What is evident is that blacks throughout the world have embraced Christianity in large numbers, and a significant number of them have embraced Catholicism.
But one needs to ask some important and troubling questions.
What does it mean to be a black Catholic? Has belonging to the Catholic Church significantly altered the fate and fortune of blacks throughout the world?
Has the Church offered them a sacred canopy and a healthy space where they can lament their past, bemoan and show anger at their present condition and be heard? Has our Church become a champion for the emergence of a new agency to reverse the course of history?
As Matthew Cressler points out in Authentically Black and Truly Catholic, “Black Catholics bore the brunt of racism in their own churches.”
What this means is that the Church did not protect Catholics in America or elsewhere from racism, racial profiling bias and discrimination.
This is why Pope John Paul II’s calls to white people to acknowledge their collective responsibility for racism, and Pope Francis’ renewed call for a rejection of this mindset of racism, are not enough.
The sad truth is that most blacks carry the wounds of racism wherever they go. In the ideological battles that characterize racial discourse in America and the rest of the world, black Catholics look to their Church.
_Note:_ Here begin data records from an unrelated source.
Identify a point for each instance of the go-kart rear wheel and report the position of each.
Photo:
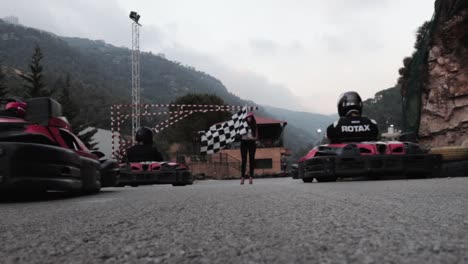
(326, 179)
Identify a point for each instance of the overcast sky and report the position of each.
(296, 54)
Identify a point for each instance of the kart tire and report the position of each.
(455, 169)
(454, 153)
(326, 179)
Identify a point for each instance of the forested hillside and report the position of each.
(99, 75)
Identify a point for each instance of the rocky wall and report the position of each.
(444, 117)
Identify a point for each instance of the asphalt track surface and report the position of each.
(271, 221)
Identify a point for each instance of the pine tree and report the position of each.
(34, 80)
(3, 86)
(71, 111)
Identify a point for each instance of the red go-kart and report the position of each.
(39, 151)
(327, 163)
(154, 172)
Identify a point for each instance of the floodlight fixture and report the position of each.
(134, 16)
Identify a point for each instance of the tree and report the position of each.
(71, 110)
(34, 80)
(3, 86)
(385, 108)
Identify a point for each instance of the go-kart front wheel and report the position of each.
(326, 179)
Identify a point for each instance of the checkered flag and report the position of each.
(220, 135)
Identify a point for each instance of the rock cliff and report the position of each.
(444, 114)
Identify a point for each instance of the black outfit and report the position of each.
(248, 146)
(353, 129)
(139, 153)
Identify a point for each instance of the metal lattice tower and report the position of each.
(135, 78)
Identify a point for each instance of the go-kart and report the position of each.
(39, 152)
(327, 163)
(154, 172)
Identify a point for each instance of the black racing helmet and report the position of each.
(349, 102)
(145, 135)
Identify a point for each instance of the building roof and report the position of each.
(268, 121)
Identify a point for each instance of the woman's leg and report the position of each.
(252, 149)
(244, 148)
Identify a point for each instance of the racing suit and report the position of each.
(139, 153)
(353, 129)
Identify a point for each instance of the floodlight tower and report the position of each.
(135, 17)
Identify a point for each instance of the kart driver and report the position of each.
(144, 149)
(352, 127)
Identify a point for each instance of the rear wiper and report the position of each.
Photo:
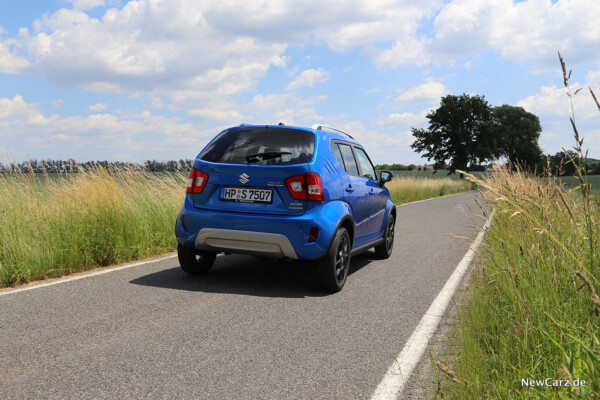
(265, 156)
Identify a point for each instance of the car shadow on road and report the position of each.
(238, 274)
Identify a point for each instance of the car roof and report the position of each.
(321, 131)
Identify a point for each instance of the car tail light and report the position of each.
(314, 233)
(306, 186)
(196, 181)
(314, 187)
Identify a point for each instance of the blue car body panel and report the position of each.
(361, 204)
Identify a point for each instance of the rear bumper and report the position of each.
(265, 235)
(245, 242)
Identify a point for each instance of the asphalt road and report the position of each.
(248, 330)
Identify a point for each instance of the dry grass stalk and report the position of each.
(563, 373)
(594, 297)
(594, 96)
(450, 374)
(553, 322)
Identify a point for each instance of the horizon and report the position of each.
(156, 80)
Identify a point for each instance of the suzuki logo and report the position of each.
(244, 178)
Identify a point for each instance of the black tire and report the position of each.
(333, 268)
(384, 250)
(195, 262)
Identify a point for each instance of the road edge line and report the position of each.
(83, 275)
(393, 382)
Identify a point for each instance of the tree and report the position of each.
(561, 164)
(458, 133)
(516, 133)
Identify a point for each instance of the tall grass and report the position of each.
(533, 311)
(407, 189)
(51, 227)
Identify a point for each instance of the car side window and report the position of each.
(348, 158)
(336, 152)
(365, 164)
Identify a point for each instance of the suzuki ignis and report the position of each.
(285, 192)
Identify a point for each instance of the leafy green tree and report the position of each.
(516, 133)
(458, 133)
(561, 164)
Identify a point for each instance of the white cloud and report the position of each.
(98, 107)
(87, 4)
(308, 78)
(374, 90)
(222, 113)
(430, 92)
(9, 62)
(553, 102)
(84, 137)
(531, 30)
(407, 119)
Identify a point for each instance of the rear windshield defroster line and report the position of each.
(261, 146)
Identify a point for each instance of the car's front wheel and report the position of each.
(384, 250)
(193, 261)
(334, 267)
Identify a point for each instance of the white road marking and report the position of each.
(102, 271)
(399, 372)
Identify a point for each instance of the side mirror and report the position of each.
(385, 176)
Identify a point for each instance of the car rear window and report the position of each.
(261, 146)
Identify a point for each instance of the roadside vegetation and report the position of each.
(407, 189)
(532, 311)
(76, 221)
(55, 224)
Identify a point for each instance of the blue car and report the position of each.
(285, 192)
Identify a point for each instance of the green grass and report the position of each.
(572, 182)
(528, 315)
(54, 225)
(441, 174)
(407, 189)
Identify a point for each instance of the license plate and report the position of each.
(247, 195)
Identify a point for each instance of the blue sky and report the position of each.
(157, 79)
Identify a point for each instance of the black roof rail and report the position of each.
(319, 127)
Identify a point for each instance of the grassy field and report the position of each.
(406, 189)
(532, 310)
(55, 224)
(52, 226)
(567, 181)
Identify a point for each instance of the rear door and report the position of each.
(377, 194)
(247, 169)
(356, 192)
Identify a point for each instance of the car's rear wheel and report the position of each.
(334, 267)
(193, 261)
(384, 250)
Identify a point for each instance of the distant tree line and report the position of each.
(70, 165)
(466, 132)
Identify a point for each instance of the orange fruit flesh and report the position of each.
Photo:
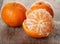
(38, 23)
(41, 5)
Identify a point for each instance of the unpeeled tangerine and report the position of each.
(39, 21)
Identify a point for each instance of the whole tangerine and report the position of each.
(13, 14)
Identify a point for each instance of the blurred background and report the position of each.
(19, 38)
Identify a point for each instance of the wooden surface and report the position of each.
(10, 35)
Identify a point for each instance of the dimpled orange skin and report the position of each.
(13, 14)
(41, 5)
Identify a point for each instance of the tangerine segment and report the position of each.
(13, 14)
(39, 23)
(41, 5)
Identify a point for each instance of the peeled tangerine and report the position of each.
(39, 23)
(41, 5)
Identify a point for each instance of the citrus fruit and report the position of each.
(13, 14)
(41, 5)
(39, 23)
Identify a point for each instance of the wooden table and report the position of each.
(10, 35)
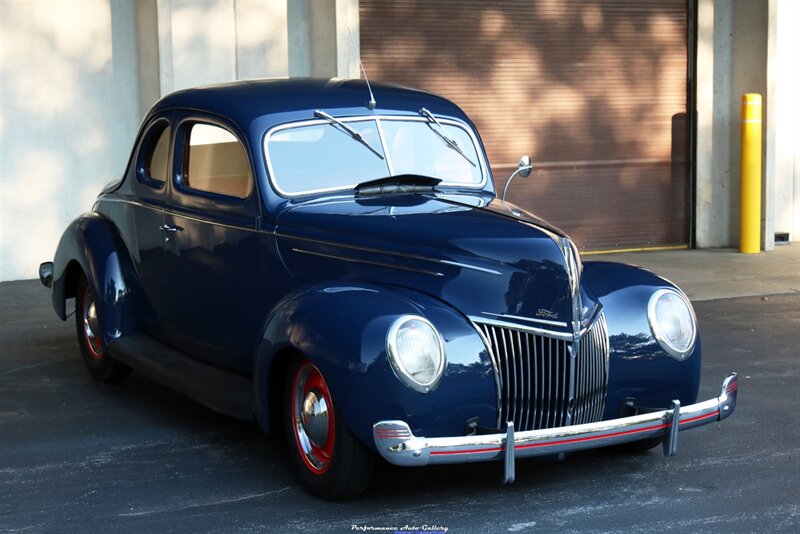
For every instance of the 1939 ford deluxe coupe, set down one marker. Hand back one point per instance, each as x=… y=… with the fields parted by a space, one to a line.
x=343 y=271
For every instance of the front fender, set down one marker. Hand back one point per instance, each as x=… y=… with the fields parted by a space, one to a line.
x=92 y=244
x=342 y=330
x=638 y=367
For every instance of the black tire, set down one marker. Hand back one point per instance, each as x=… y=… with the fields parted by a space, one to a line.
x=95 y=355
x=638 y=447
x=337 y=467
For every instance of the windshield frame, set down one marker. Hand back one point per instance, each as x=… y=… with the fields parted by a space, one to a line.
x=482 y=163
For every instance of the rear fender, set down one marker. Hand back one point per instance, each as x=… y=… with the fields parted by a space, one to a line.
x=92 y=247
x=342 y=329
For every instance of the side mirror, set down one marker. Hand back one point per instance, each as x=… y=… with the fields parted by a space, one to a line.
x=523 y=169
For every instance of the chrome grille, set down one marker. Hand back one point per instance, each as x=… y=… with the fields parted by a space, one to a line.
x=536 y=379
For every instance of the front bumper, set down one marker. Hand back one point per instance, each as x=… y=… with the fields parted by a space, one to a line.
x=397 y=444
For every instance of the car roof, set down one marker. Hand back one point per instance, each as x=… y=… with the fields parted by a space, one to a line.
x=247 y=100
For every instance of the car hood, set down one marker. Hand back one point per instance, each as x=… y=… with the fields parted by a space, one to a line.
x=487 y=259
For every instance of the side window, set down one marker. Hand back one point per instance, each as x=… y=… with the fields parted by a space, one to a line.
x=216 y=162
x=154 y=154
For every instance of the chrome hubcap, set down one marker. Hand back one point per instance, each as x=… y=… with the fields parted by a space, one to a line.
x=91 y=326
x=315 y=417
x=313 y=421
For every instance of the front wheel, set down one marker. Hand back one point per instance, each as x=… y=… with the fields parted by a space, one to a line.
x=95 y=354
x=330 y=462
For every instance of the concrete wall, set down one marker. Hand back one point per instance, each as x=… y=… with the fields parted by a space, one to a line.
x=70 y=110
x=746 y=47
x=783 y=129
x=77 y=78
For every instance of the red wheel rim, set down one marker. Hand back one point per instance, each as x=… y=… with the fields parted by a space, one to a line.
x=312 y=418
x=90 y=325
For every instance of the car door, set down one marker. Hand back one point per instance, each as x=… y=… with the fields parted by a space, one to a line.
x=143 y=207
x=213 y=252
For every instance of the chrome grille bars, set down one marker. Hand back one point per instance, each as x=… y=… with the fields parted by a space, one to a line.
x=541 y=384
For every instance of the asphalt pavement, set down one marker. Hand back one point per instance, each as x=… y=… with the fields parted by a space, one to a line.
x=78 y=456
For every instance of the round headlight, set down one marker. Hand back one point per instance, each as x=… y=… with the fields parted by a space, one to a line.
x=416 y=351
x=673 y=323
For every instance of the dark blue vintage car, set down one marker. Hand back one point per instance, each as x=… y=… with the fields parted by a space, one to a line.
x=294 y=253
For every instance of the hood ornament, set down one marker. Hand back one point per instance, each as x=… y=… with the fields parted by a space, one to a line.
x=547 y=314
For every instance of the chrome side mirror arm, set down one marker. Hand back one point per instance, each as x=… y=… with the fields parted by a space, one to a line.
x=524 y=169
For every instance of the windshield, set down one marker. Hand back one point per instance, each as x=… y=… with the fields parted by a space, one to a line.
x=324 y=156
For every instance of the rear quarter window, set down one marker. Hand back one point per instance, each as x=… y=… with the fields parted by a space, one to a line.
x=216 y=162
x=154 y=154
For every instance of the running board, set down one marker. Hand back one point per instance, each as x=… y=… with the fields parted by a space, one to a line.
x=220 y=390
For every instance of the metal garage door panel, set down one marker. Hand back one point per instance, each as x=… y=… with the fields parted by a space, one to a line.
x=596 y=93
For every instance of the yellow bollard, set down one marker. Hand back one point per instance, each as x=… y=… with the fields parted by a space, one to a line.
x=750 y=216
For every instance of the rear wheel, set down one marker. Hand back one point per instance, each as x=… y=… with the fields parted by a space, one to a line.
x=95 y=354
x=330 y=462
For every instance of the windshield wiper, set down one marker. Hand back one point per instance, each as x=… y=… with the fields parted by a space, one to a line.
x=440 y=132
x=401 y=183
x=354 y=134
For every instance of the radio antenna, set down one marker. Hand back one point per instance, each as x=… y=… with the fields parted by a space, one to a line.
x=371 y=104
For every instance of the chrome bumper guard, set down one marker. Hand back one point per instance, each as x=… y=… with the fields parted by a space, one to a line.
x=398 y=445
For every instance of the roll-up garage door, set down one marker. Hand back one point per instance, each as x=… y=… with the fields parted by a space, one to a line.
x=595 y=92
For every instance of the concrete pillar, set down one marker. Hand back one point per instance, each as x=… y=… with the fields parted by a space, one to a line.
x=707 y=212
x=323 y=38
x=732 y=44
x=209 y=41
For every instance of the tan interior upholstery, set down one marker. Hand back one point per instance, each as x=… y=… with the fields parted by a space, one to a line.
x=220 y=168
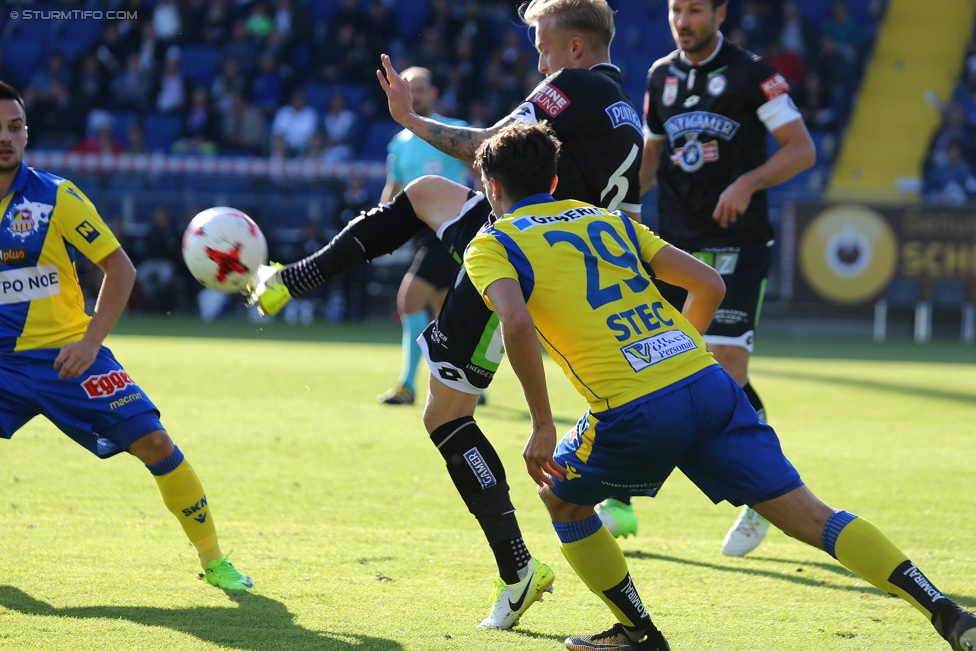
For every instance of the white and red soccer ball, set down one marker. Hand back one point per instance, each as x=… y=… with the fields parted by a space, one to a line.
x=222 y=248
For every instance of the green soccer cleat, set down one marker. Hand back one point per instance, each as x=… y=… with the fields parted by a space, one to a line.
x=221 y=573
x=617 y=517
x=265 y=290
x=509 y=602
x=620 y=638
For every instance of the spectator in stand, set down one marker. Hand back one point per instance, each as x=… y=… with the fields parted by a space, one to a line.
x=166 y=20
x=797 y=34
x=340 y=130
x=295 y=122
x=160 y=256
x=172 y=85
x=132 y=89
x=787 y=63
x=268 y=88
x=950 y=181
x=243 y=126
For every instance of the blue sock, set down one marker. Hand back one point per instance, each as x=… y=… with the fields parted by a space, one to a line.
x=413 y=325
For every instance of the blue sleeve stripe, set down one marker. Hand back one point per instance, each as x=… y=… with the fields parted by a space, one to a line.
x=835 y=524
x=521 y=263
x=575 y=531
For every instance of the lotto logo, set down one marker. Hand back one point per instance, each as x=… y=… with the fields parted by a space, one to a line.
x=107 y=384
The expect it to be a sign of contradiction and a site for hope, which can reverse the trajectory of the unacceptable history that has been the lot of blacks in world history.
The question is: Is the Catholic Church prepared to lead humanity in reimagining a better world for blacks, and all peoples, in our longing for a new heaven and a new earth?
Stan Chu Ilo is a Catholic priest of the Diocese of Awgu (Nigeria) and research professor of World Catholicism and African Studies at DePaul University in Chicago (USA).